Ieri sera l’Italia ha battuto l’Inghilterra ai rigori,
qualificandosi per la semifinale degli Europei di calcio 2012. Siamo italiani
in Danimarca e ieri sera abbiam tifato Italia come se stessimo vedendo la
partita nella nostra madre patria. O forse con trasporto ancor maggiore. Le
motivazioni sembrano scontate: sentimento nazionale che si tinge di nostalgia,
la gioia di condividere l’evento con altri italiani e stringersi in un
piacevole volemose bene che per due
ore ci aiuti a dimenticare la sottile alienazione della vita all’estero, l’atavico
orgoglio calcistico del nostro popolo da celebrare in terra straniera. Lo
stesso potrebbe valere per altri popoli, ma gli italiani sono di solito i più casinari
e festaioli, a costo di apparire irritanti ai danesi più musoni. Potremmo
facilmente liquidare la nostra esuberanza con un’alzata di spalle e un
generico siam fatti così, e sicuramente i danesi non avrebbero obiezioni. Ma
c’è qualcosa di più delicato e profondo nel nostro gioire, nelle urla sfegatate
davanti alle prodezze di Pirlo e
Cassano, nel ritmo sostenuto dei cori da stadio. Un qualcosa che ha a che fare
con l’insicurezza che ci portiamo addosso. E che altrove cerchiamo di mascherare ripetendo in Italy... in Italy... ad ogni
discorso con gli stranieri, ostentando i clichè sul Belpaese più triti e
ritriti, cercando facili risate
nel raccontare le disavventure del berlusca. Ma quando le maschere cadono e siamo soli con
noi stessi, dobbiamo fare i conti con uno spettro che ogni italiano all’estero si
porta addosso. Il fantasma di un Edipo irrisolto. Quello di una madre patria
che ci ha promesso tanto e ci ha dato poco, che ci ha cullato generosa e si è
poi trasformata in un’indifferente statua di sale, che dimentica i suoi figli lontani e imbrigliata
nei suoi affari egoisti non muove un dito per riaverli indietro.
Ogni italiano ha nel
cuore le carezze del sole e la vertigine dell’azzurro, sia esso cielo o mare. Ogni
italiano è un pozzo di sentimenti coperti da un sorriso un po’ cialtrone. Ogni
italiano sa che qualsiasi esperienza un paese straniero gli proporrà, non varrà
mai come una passeggiata sulla spiaggia al chiaro di luna dopo aver divorato un piatto di
spaghetti alle vongole. Ogni italiano sa che sarà sempre e solo italiano,
dovesse vivere all’estero altri cent’anni.
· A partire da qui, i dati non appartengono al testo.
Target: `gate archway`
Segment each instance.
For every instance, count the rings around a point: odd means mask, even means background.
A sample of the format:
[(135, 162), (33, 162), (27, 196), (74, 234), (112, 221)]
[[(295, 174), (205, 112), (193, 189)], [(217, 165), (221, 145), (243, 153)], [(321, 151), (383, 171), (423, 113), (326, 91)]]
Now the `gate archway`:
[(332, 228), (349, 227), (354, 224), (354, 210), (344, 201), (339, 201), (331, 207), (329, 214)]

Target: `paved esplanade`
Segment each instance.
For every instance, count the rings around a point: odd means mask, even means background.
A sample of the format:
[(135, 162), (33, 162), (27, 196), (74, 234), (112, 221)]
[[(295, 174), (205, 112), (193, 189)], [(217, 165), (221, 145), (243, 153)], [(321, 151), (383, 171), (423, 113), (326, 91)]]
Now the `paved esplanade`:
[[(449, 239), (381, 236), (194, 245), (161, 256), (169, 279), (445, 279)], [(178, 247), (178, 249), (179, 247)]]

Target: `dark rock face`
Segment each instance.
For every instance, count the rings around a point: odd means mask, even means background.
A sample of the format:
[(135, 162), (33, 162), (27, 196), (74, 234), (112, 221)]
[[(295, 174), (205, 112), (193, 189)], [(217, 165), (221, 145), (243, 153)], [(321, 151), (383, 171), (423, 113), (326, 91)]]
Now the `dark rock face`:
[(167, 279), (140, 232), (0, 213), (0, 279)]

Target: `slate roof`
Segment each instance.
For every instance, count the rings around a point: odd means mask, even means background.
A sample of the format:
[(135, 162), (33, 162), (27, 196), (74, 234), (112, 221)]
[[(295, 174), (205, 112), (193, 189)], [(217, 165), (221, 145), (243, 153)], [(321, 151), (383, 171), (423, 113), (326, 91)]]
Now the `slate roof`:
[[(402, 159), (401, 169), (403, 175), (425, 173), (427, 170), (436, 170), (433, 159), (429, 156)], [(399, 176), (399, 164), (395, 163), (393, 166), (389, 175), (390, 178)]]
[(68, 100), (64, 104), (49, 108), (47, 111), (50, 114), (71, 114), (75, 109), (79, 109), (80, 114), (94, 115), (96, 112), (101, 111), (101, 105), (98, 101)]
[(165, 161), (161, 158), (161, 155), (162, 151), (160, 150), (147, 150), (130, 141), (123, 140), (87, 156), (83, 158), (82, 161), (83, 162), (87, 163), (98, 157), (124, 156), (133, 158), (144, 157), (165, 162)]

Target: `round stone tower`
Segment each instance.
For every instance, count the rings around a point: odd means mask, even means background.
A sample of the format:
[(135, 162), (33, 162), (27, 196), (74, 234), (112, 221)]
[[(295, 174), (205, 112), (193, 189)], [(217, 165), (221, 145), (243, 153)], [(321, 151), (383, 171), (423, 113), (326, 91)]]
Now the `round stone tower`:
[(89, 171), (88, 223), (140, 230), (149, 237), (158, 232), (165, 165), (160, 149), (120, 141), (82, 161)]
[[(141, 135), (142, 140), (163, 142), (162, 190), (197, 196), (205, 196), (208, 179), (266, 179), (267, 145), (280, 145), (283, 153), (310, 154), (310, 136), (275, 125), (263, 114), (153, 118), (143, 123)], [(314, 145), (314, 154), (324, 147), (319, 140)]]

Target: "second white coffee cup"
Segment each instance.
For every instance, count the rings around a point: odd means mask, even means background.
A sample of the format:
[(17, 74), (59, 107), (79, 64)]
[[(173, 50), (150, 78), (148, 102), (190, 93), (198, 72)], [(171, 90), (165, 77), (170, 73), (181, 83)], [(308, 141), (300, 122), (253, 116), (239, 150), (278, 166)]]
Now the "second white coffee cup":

Abbiamo lasciato la nostra madre patria un po’ per caso e
lei non se ne è neanche accorta. Forse non se ne accorgerà mai. Eppure continuiamo
a celebrarla. Siamo privilegiati, e lo sappiamo, perchè abbiamo mosso i nostri
primi passi nel paese più bello del mondo. E’ la sensazione di un sentimento
non corrisposto, un silenzioso tumulto interiore che ci rende vulnerabili
quando ci si riunisce per le partite della Nazionale, che ci spinge ad urlare, che ci fa commuovere davanti alle note, altrove retoriche e tronfie, dell’inno di
Mameli.
Forza, Italia. Italia forza, anzi.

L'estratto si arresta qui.